2 entry daha
  • oğuz kağan anlatılarında, ana karakterin büyük üçüz oğullarına verilen ad olmakla birlikte anlamı konusunda farklı düşüncelerim olan addır aynı zamanda. şöyle ki;

    oğuz kağan destanı'nın, islam motifleri taşımayan en eski versiyonu, uygurca yazıya geçirilmiş ve şu an paris'te bulunan bir el yazmasıdır. bu el yazmasında geçen üç kelimeden bahsederek giriş yapmak isterim.

    boz, moz ve kök.

    öncelikle bilinmeli ki, o/ö/u harflerinin hangisini sembolize ettiğini bilemediğimiz ve muhtemelen arapça'da bulunan elif harfinin hem "a" hem "e" seslerini ifade ediyor olması gibi bir sesli harfle yazılmıştır bu kelimeler. vav gibi düşünürsek, aslında yazımları şu şekildedir;

    bvs, mvz, kvk.

    genel olarak bilindiği kadarıyla, oğuz büyük çocuklarına "boz ok" olarak seslenmekle birlikte, el yazması incelendiğinde aslında bu kanıda ciddi bir tutarsızlık görüyorum. çünkü destanda, örneğin uluğ türk karakterinden bahsederken, saçının sakalının gri olması betimlenirken kullanılan kelime aslında "moz" olarak göze çarpar. yani şu an kullandığımız ve yine gri anlamı taşıyan "boz" kelimesi, destanda "mozdur." buna benzer bir durumu örneğin yine destanda görülen "buz dağ" isimli dağın "muz tav" olarak yazılmasında da görebiliriz.

    destanda geçen ve bozoklar olarak kullandığımız gruba adını veren "bvs" kelime kökü ise, oğuz kağan'ın büyük çocuklarının bulup getirdiği altın yayı üç parçaya ayırmasında karşımıza çıkar.

    "üç buskuluk kırdı." yani üç parçaya ayırdı. buradaki bus/boz kelimesi açıkça türkçe'de kullandığımız "bozmak" eylemiyle ilişkilidir.

    kaldı ki düşünelim, büyük çocuklar bir altın yay bulup getirmekte ancak küçük çocuklar üç gümüş ok getirmektedirler. oğuz eğer bir gruba "boz oklar" diyecek olsaydı burada, bu ismi alacak olması gerekenler şüphesiz küçük çocuklar olmalıydı. ve tekrar ediyorum, zaten destanın bu eski ve tengriist versiyonunda boz kelimesi kullanılmaktadır ancak bu kullanım "b" sesiyle değil "m" sesiyle başlamaktadır. yani destanda geçtiği gibi buzuklar değil, mozoklar olarak karşımıza çıkarlardı. bu gruba, gri renkle aynı anlamı taşıyan "boz" oklar demek aslında destanın kendi diliyle son derece çelişen bir durum.
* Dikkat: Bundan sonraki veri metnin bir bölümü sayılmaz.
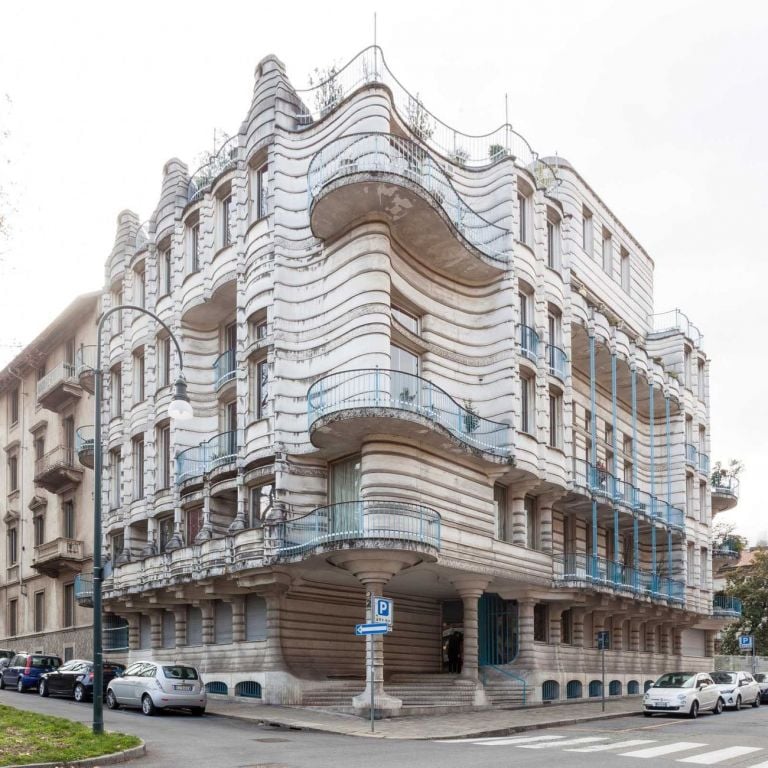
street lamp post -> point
(179, 409)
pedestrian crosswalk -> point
(699, 753)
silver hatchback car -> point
(153, 685)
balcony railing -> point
(602, 483)
(61, 373)
(529, 342)
(391, 524)
(371, 153)
(590, 569)
(225, 368)
(380, 388)
(726, 606)
(369, 67)
(209, 455)
(557, 361)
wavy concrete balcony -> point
(374, 176)
(362, 524)
(726, 607)
(59, 387)
(347, 405)
(588, 571)
(615, 492)
(59, 555)
(217, 453)
(56, 471)
(725, 492)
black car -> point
(75, 679)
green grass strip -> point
(26, 737)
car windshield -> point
(178, 672)
(724, 678)
(676, 680)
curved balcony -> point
(725, 492)
(725, 606)
(85, 366)
(360, 176)
(226, 157)
(580, 570)
(210, 455)
(363, 524)
(557, 361)
(529, 342)
(365, 393)
(224, 368)
(84, 445)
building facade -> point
(424, 365)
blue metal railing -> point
(557, 361)
(224, 368)
(394, 522)
(724, 605)
(382, 388)
(366, 153)
(200, 459)
(529, 342)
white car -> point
(683, 693)
(737, 688)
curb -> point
(91, 762)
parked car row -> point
(690, 693)
(148, 685)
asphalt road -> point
(733, 739)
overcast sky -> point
(660, 105)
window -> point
(137, 453)
(138, 376)
(262, 499)
(13, 545)
(68, 519)
(69, 605)
(526, 403)
(626, 274)
(13, 406)
(116, 392)
(607, 252)
(163, 461)
(587, 231)
(13, 617)
(116, 471)
(39, 611)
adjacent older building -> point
(424, 365)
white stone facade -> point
(422, 364)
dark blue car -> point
(25, 669)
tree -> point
(751, 587)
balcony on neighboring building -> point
(363, 524)
(585, 571)
(724, 606)
(217, 453)
(377, 175)
(373, 398)
(58, 555)
(84, 446)
(59, 388)
(56, 471)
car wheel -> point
(112, 700)
(147, 705)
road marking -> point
(614, 745)
(666, 749)
(568, 742)
(710, 758)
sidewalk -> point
(493, 722)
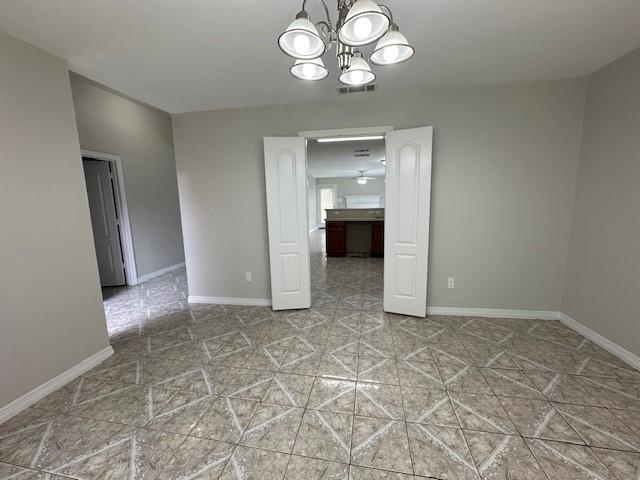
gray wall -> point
(346, 186)
(504, 170)
(52, 316)
(142, 136)
(602, 289)
(312, 202)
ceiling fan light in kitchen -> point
(393, 48)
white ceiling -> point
(326, 160)
(195, 55)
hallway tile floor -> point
(340, 391)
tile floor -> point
(340, 391)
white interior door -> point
(286, 180)
(104, 221)
(408, 201)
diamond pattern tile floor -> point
(341, 391)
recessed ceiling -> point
(196, 55)
(345, 159)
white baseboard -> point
(262, 302)
(611, 347)
(148, 276)
(52, 385)
(494, 313)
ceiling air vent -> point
(364, 88)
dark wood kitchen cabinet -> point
(336, 239)
(377, 239)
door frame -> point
(333, 187)
(126, 237)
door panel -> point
(104, 222)
(286, 184)
(408, 199)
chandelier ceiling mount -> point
(360, 23)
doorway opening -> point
(109, 219)
(347, 250)
(404, 209)
(327, 198)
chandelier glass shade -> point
(360, 23)
(365, 23)
(309, 69)
(301, 39)
(391, 49)
(359, 73)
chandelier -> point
(360, 23)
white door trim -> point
(338, 132)
(122, 206)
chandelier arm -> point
(390, 13)
(326, 11)
(326, 28)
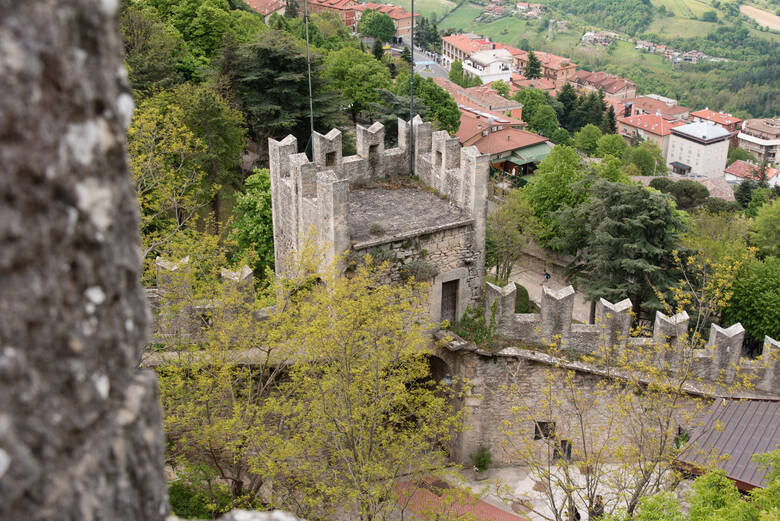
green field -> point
(462, 18)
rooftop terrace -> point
(398, 213)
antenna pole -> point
(411, 100)
(308, 64)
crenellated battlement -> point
(720, 359)
(436, 217)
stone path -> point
(532, 280)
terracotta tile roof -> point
(747, 170)
(601, 80)
(427, 501)
(738, 429)
(721, 118)
(651, 123)
(336, 4)
(654, 106)
(474, 121)
(521, 82)
(393, 11)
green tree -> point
(544, 121)
(622, 238)
(406, 55)
(155, 53)
(361, 410)
(561, 137)
(378, 50)
(756, 300)
(765, 230)
(270, 78)
(533, 68)
(376, 25)
(444, 111)
(611, 144)
(166, 161)
(609, 122)
(501, 87)
(291, 9)
(532, 99)
(586, 140)
(252, 226)
(551, 188)
(509, 229)
(357, 75)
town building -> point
(727, 121)
(345, 9)
(667, 108)
(555, 68)
(644, 45)
(615, 88)
(740, 171)
(483, 98)
(402, 19)
(267, 7)
(647, 127)
(761, 137)
(489, 65)
(510, 148)
(698, 148)
(520, 82)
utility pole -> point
(411, 101)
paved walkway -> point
(532, 280)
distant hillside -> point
(629, 16)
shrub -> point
(481, 458)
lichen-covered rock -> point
(80, 434)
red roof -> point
(427, 501)
(651, 123)
(265, 7)
(473, 122)
(721, 118)
(654, 106)
(393, 11)
(336, 4)
(747, 170)
(602, 80)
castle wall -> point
(311, 199)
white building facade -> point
(699, 148)
(489, 66)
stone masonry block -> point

    yine bir başka durum, paris el yazmasında açıkça buzuklar kelimesi birleşik yazılmaktayken, üç oklar ayrı bir şekilde yazılmaktadır. burada da bir tutarsızlık var, çünkü destanın tamamında sıfat tamlamaları ayrı olarak kullanılmış. örneğin kök böri kelimesi ayrı yazılmaktadır. üç ok da ayrı yazılmaktadır. o halde tüm destan boyunca korunan bu özelliğin neden "bozok" olduğu iddia edilen sıfat tamlamasında kullanılmadığı anlaşılamamaktadır.

    "ong yakta buzuklar olturdı
    çong yakta üç uklar olturdı"

    bu arada boz kurt tamlamasının hiç geçmediğini, bunun yerine tüm destanda kök böri tamlamasının kullanıldığını ve bunun da tüm destan bütünlüğünde aslında "mavi kurt" veya "göksel (celestial) kurt" anlamı taşıdığını da eklemeliyim tabi. boz kelimesi açıkça biliniyor ve kullanılıyor olmasına rağmen, müellif açıkça kurt karakterini mavi veya gök ile özdeşleştirmektedir.

    neticeten; bozoklar olarak geçen ve günümüzde "gri oklar" anlamı taşıdığı düşünülen bu oğuz grubunun aslında "kırıklar-bozuklar" anlamı taşıdığı yönünde çok ciddi deliller var. anlatım bütünlüğüne de uygun, eserin kendi diline ve kullandığı dil bilgisi kurallarına da. benim düşüncem kesinlikle bu yönde. tabi şu an cami'üt-tevarih'te veya şecere-i terakime'de bunların nasıl açıklandığını hatırlayamıyorum. ancak açıkça islam öncesi bir karakter olan oğuz kağan'la ilgili benim temel alınması gerektiğini düşündüğüm kaynak bu uygurca yazılmış olan el yazmasıdır.